Parents are being asked to share their opinion by filling out a survey on a proposed nursery school program in Emo.

Jeannette Cawston, local co-ordinator of the “Best Start” program, said the surveys are meant to find out how many people would be interested in using the nursery school.

“The township has asked us to do this survey in order to gauge the need, then they will make a decision whether or not to go ahead with it,” Cawston explained.

The surveys are available at places frequented by parents of young children, such as the Ontario Early Years Centre in Emo and the Northwestern Health Unit office there.

The survey asks parents four questions:

•If the community of Emo had a nursery school program, would you enroll your child?

•Would you require some subsidized assistance to cover the nursery school fee?

•In typical nursery school programs, the fee is lower if the parent/parents are able to participate in a parent co-op once per month.
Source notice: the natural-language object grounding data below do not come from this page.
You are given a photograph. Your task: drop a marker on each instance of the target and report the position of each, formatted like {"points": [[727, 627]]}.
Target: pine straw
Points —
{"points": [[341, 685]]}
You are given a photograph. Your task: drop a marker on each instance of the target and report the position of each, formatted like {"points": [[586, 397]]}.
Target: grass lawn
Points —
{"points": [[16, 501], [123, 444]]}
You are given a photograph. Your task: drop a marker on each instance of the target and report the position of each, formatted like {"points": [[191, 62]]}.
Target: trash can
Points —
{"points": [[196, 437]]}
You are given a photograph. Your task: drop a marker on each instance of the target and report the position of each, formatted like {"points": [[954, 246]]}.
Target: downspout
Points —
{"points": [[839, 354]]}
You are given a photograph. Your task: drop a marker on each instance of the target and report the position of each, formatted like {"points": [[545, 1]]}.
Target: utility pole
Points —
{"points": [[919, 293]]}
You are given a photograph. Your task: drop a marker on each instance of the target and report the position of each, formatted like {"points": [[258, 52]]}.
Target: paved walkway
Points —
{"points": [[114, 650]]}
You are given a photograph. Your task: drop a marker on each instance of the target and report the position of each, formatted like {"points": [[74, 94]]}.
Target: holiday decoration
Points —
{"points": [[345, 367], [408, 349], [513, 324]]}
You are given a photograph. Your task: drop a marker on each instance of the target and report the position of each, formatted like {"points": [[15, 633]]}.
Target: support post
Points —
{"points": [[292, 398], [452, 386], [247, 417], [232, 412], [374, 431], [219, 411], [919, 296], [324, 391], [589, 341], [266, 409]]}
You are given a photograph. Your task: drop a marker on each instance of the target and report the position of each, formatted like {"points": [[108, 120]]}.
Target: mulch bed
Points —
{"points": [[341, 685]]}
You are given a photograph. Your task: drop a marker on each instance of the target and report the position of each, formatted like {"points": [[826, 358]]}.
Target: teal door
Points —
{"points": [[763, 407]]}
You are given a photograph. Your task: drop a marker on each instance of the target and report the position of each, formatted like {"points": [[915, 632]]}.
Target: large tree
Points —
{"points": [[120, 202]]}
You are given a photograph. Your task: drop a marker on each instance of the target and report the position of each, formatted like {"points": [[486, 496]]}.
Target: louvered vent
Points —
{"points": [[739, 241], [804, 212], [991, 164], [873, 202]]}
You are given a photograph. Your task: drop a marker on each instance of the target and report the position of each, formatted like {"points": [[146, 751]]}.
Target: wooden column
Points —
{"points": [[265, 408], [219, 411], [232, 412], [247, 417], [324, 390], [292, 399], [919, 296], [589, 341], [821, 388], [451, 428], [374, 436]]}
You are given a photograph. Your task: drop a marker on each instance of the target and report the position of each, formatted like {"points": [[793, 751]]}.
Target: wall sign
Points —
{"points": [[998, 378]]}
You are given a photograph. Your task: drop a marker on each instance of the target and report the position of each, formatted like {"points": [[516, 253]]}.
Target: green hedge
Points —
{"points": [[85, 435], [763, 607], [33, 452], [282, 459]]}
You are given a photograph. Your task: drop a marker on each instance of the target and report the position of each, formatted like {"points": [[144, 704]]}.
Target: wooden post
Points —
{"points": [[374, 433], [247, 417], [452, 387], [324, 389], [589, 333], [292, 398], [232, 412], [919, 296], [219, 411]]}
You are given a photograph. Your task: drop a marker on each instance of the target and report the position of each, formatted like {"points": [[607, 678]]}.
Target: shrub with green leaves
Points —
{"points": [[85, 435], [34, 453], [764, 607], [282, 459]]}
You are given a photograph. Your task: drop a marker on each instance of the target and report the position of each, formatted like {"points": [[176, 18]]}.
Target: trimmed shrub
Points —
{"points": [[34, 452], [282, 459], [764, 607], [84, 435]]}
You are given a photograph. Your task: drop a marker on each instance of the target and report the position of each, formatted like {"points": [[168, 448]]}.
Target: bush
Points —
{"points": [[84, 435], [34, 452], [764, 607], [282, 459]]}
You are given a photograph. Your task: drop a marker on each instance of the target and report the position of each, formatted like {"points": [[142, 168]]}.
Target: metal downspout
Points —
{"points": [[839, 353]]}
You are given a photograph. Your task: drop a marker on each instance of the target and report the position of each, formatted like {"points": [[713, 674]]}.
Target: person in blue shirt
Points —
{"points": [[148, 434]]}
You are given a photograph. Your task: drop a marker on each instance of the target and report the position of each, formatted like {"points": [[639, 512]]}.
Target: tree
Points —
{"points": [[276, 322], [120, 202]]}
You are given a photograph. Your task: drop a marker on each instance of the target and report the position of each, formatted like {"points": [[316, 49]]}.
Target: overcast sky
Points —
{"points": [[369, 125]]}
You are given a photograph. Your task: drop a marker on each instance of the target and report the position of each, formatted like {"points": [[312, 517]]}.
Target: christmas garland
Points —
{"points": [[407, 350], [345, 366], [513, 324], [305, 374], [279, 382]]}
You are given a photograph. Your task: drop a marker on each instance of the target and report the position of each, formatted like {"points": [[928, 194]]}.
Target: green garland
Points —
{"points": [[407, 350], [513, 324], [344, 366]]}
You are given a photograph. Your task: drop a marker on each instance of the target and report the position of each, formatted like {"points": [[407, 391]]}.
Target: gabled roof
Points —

Would this appeal to you?

•Could we contact you in the future regarding a nursery school program?

Cawston stressed it is important for parents to understand that nursery school is much more than just day care.

“Nursery school provides an opportunity for children to develop and learn school readiness skills,” she noted.

Kim Gardiman, Children Services manager for the Rainy River District Social Services Administration Board, also said nursery school has a very specific focus.

“Nursery school is a two-hour program that focuses on socialization and provides a stimulating environment. It is not day care,” she agreed.

Because the program is only two hours a few times a week, it is not meant to act as full-time child care.

The proposed program would operate out of the Ontario Early Years Centre. Currently, proponents are looking at running it on the mornings when the centre is closed (Monday and Wednesday).

OEYC co-ordinator Laurel Armstrong said she is encouraging all parents to take part in the survey.

“Every time a parent comes [into the OEYC], I ask them to fill it out,” she remarked. “I want as many [parents] as possible to fill it out, all parents, so that it will show if there is a need and if people will use it.”

Armstrong noted she wants all parents to participate in order to justify spending the money on this program.

Gardiman said she is expecting a positive response to the survey because parents in Emo have requested a program like this in the past.

For her part, Armstrong said she’s supportive of a nursery school program in Emo.

“With anything, some people think it is a great idea and others say that they would not use it,” she conceded. “I think that if we had one, people would use it.”

She also said she feels the nursery school program would complement programs already running at the Ontario Early Years Centre.

“OEYC focuses on parent and child interaction. Nursery school will help the kids be more independent,” Armstrong explained. “Nursery school will reinforce routines already established and carry that on.”

The program would be 100 percent funded through the “Best Start” program and it would be eligible for annualized funding. There also would be opportunities for a resource teacher to be available to help children with special needs.

Other programs in the district cost about $50 a month for one session a week. There currently are three other licensed nursery schools in Rainy River District: in Fort Frances, Rainy River, and Atikokan.

Parents who have not already filled out a survey are encouraged to do so by this Friday (June 16). Results will be collected next week and then presented to Emo council at its meeting next month.

A final decision on the program will be made by council.